Thanks for responding.

Window size makes little difference.
Polygons can be huge, small, their all normalized to within 1-5 units.

I went ahead and implemented VBOs, but they also seem to offer no performance improvement.

Perhaps, this is a result that I passed all indices in as a GL_UNSIGNED_INT list( 300K+).
The only other thing I can try is to break it up to 65K blocks, and use GL_UNSIGNED_SHORT.
But this is looking just like display lists.


New hardware: Geforce 5600 Ultra:
WITH new hardware:

glDrawElements + VBO

~300K polygons
10 fps ( same as GeforceII) ( point to CPU being limiting factor )

I used interleaved array, glDrawArrays, and this tripled frame rates.

~30 fps

HOWEVER, memory usage doubled. This seems to point to the fact, that opengl is not copying my geometry to Video Memory( about 20MB).
How can I force opengl to use video memory,
and/or AGP memory w/ VBO.

UPDATE:I ran the same interleaved code using
regular vertex array, ie buffer allocated in system memory and
~15 fps.

Even taking a best approach: VBO+Interleaved
I only get 9-10 Million Triangles / sec.
This is with infinite viewer, shading = flat,
light model.

Anyone have any tips for better performance!
(I know about tri-strippification, but that cause visual problems!)


[This message has been edited by maximian (edited 11-29-2003).]

[This message has been edited by maximian (edited 11-29-2003).]
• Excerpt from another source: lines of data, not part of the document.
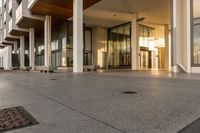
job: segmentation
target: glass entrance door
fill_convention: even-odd
[[[109,68],[131,68],[131,24],[109,29]]]

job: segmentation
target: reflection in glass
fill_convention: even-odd
[[[200,0],[193,0],[193,64],[200,65]]]
[[[109,67],[131,66],[131,24],[109,29]]]

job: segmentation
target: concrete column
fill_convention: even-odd
[[[173,72],[191,72],[191,1],[173,0]]]
[[[44,65],[51,66],[51,16],[44,21]]]
[[[187,0],[186,2],[186,14],[187,14],[187,22],[186,22],[186,36],[187,36],[187,73],[192,72],[192,61],[191,61],[191,56],[193,55],[191,53],[192,45],[191,45],[191,0]]]
[[[83,72],[83,0],[73,0],[73,72]]]
[[[35,29],[34,28],[30,28],[29,31],[29,65],[32,68],[32,70],[34,70],[35,67]]]
[[[132,34],[131,34],[131,45],[132,45],[132,70],[138,70],[140,68],[139,60],[139,24],[137,22],[138,14],[132,16]]]
[[[169,69],[169,25],[165,25],[165,68]]]
[[[25,66],[25,58],[24,58],[24,52],[25,52],[25,37],[20,36],[20,66]]]
[[[14,41],[14,54],[17,54],[17,41]]]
Wonderful. Now I hit a new problem.

I use the actc library to stripify my meshes.
But using this with glDrawArrays, results in a large number of triangle strips(relatively speaking), which actually slow down my rendering performance. Anybody know, how I can avoid the following loop with a triangle strip list.

for( i = 0 to numStrips )

Using the recommended 20ish primitives per strip caused it go process even slower.
Probably because of the all functions calls and overhead.